Enter to WIN a $100 Credit

Subscribe to PowellsBooks.news
for a chance to win.
Privacy Policy

Tour our stores

Tech Q&A

Roger Penrose

Describe your latest project.
When you say "project," does that refer to the things that I am currently thinking about, such as book proposals that I have made but where I haven't started writing? Or scientific research projects that have been going on for decades but where progress has been grindingly slow? Or does this refer to a crazy idea that I had less than six months ago on cosmology? Or does it refer to the book (The Road to Reality) that I recently wrote, and which still needs material put on the web for the solutions to the exercises in the book?

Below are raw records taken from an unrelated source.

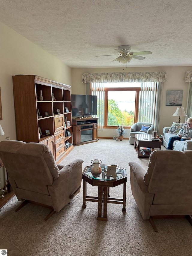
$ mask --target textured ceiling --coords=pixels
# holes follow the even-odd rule
[[[0,21],[71,67],[192,65],[191,0],[0,0]]]

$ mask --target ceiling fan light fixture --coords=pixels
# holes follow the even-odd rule
[[[124,64],[128,62],[126,56],[121,56],[120,58],[120,59],[121,63],[123,63]]]

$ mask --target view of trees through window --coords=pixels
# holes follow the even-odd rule
[[[134,123],[135,95],[134,91],[108,92],[107,125]]]

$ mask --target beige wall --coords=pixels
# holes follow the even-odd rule
[[[12,76],[37,75],[71,85],[71,69],[63,62],[0,22],[0,87],[3,120],[0,121],[5,135],[16,139]],[[21,104],[25,99],[21,99]],[[0,169],[2,187],[4,170]],[[4,172],[3,171],[4,170]]]
[[[116,68],[72,68],[72,93],[80,94],[85,94],[85,85],[82,81],[82,73],[124,72],[122,65],[119,64],[119,66],[121,67]],[[130,68],[127,68],[125,71],[126,72],[165,71],[167,72],[168,81],[164,83],[162,94],[158,131],[159,133],[162,134],[164,127],[170,126],[173,121],[178,122],[178,118],[172,115],[175,111],[176,107],[165,106],[167,90],[183,90],[182,107],[186,111],[189,83],[184,83],[184,78],[185,71],[191,70],[192,66],[184,66]],[[182,117],[181,122],[184,122],[185,121],[185,118]],[[129,137],[129,131],[130,130],[128,130],[128,137]],[[98,136],[100,137],[113,137],[115,133],[115,129],[104,129],[103,131],[98,132]]]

The lecture that I'm giving at Terry Bristol's do in Portland in March has the title "Before the Big Bang: A Radical New Perspective." This refers to the "crazy idea" referred to above. The idea provides an outlandish (and surprising) proposal for what went on "before the Big Bang," and which, if actually true, would go a long way to explaining one of the supreme puzzles of cosmology, to do with the origin of the Second Law of Thermodynamics. Of course, there is a reasonable chance that the idea is just nonsense, but something pretty wild has to be true! Beyond that, I'm not prepared to say, just at the moment.


What inspires you to sit down and write?
Nothing much inspires me to write. If it did, I'd write faster, no doubt. But occasionally I get an idea that I feel the need to explain to people. If I get stuck (which is not infrequently), then I just have to will myself to write down any old rubbishy way of saying what I want to say. Then I work away again and again to improve it until it's acceptable. But then again, occasionally, if I'm lucky, I get a bit excited and things just take off for a while and hardly need to be changed at all. I have no way of telling which it will be, nor can I tell very well when I look at it later which it was.

Describe your favorite childhood teacher and how that teacher influenced you.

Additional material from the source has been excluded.